Jungien (de Carl Gustav Jung, médecin psychiatre suisse, 1875-1961): s’oppose au freudisme sur la question du tout-sexuel. Considère que l’être humain est régi par des choses plus mystérieuses, la spiritualité et d’autres aspects devant être pris en compte pour qu’une psychanalyse soit complète.

Lacanien (de Jacques Lacan, psychiatre et psychanalyste français, 1901-1981): s’attache au vocabulaire employé, aux jeux de mots qui révèlent des problématiques cachées, des complexes enfouis dans une logique psychanalytique.

L’inconscient: tout ce qui est sous le niveau de la conscience, comme pour l’iceberg dont les 9/10e sont sous le niveau de l’eau. Tout ce qui constitue nous constitue, nos mémoires oubliées, nos blessures, nos traumas. C’est la boîte noire qui régule nos chocs et qui nous permet de fonctionner quand même. «Le but de la psychanalyse est de ramener les problèmes les plus actifs de l'inconscient à la surface, de manière à ce qu'ils perdent de leur force, rappelle le psychanalyste genevois Damien Halgand-Moreau. Quand les choses sont parfaitement inconscientes, elles sont extrêmement puissantes et nous agissent.»

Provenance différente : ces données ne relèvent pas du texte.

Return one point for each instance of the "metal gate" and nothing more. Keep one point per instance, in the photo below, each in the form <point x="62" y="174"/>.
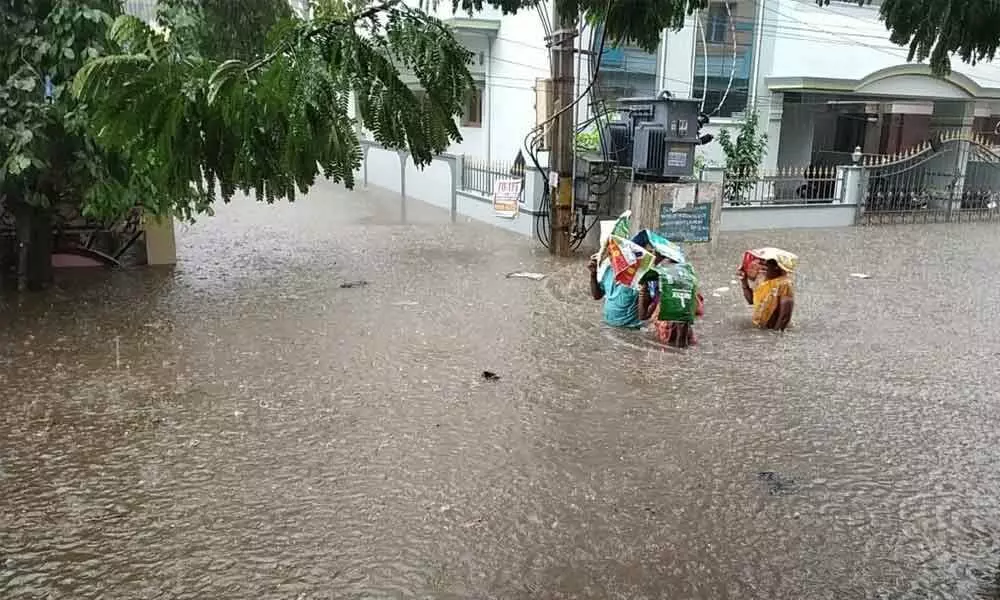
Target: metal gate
<point x="954" y="180"/>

L’œdipe: c’est la triangulation, l’abscisse et l’ordonnée qui font apparaître un individu sur terre, c’est-à-dire un père et une mère, ou ce qui en tient lieu, explique Damien Halgand-Moreau. Il s’agit aussi d’une structure psychique, symbolique, qui forge la personnalité de l’individu. D’où le complexe d’Œdipe. Chez Freud, ce complexe est lié à la sexualité, dans le cadre de la triangulation décrite.